Durch die verloren gegangenen Unternehmen nimmt die Gemeinde zudem weniger Gewerbesteuer ein. Dadurch sinkt der Spielraum für Investitionen. Muss zum Beispiel ein Sport- oder Spielplatz saniert werden oder braucht die Feuerwehr ein neues Gerätehaus, kann die Gemeinde nichts oder nur sehr wenig dazu geben. Dadurch kommen viele öffentliche Projekte nur langsam voran. Viele können gar nicht erst in Angriff genommen werden. Das wirkt sich auf Dauer auf die Zufriedenheit der Menschen aus, die am Standort leben – was ihn zunehmend unattraktiver macht.

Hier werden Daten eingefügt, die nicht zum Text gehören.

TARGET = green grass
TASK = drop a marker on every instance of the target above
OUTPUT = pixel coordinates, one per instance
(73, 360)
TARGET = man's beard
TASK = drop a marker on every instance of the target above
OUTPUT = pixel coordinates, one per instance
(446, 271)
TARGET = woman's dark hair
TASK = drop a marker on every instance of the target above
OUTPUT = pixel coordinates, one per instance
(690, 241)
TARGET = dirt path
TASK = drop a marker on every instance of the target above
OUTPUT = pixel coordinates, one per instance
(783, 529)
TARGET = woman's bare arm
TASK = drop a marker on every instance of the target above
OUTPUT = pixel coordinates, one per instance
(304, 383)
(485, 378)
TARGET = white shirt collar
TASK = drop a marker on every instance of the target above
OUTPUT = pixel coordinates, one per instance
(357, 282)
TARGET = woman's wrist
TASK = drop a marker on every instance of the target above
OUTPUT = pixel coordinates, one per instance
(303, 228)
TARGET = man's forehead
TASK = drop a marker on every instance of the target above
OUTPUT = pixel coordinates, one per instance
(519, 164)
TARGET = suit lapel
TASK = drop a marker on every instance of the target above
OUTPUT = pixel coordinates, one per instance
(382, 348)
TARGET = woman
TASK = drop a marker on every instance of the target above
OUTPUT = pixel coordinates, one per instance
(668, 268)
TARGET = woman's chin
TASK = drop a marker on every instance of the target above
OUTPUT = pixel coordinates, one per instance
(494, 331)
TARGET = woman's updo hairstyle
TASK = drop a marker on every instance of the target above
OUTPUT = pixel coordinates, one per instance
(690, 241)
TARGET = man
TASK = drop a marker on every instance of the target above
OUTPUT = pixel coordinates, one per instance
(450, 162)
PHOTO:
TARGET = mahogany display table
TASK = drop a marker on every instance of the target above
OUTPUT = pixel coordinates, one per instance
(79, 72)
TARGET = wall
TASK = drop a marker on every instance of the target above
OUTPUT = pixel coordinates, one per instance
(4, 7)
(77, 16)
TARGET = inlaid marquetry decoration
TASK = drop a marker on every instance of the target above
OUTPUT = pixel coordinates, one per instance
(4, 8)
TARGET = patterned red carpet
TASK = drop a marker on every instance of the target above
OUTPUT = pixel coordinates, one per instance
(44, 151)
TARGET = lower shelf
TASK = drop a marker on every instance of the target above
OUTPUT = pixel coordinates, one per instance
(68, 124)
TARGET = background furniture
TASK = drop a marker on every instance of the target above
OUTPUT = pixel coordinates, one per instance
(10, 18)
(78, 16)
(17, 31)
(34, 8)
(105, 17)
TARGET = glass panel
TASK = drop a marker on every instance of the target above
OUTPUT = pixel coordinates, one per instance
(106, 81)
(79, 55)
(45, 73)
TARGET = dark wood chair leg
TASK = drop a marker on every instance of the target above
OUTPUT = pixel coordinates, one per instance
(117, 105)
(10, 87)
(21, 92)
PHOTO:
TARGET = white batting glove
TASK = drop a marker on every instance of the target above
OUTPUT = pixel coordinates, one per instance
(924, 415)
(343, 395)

„Heimat shoppen“: Bewusst und lokal einkaufen heißt sein zu Hause stärken
Dieser Kreislauf lässt sich durch ein bewusstes Einkaufsverhalten durchbrechen. Nur wenn man den örtlichen Handel stärkt, kann sich der Standort positiv entwickeln. Erst wenn die vorhandenen Angebote und Dienstleistungen in Anspruch genommen werden, besteht die Chance, dass sich das Portfolio wieder erweitert. Nur wenn man in seinen Lebensmittelpunkt investiert, kann man sicher sein, dass er sich positiv entwickelt und lebenswert für alle bleibt.
Es zeigt sich also, dass der Ladenpreis der neuen Jeans oder der Lieblingstasse nur vermeintlich teurer ist als der des Onlinehandels. Vielmehr ist er eine Investition in den Ort, an dem man sich zu Hause fühlt.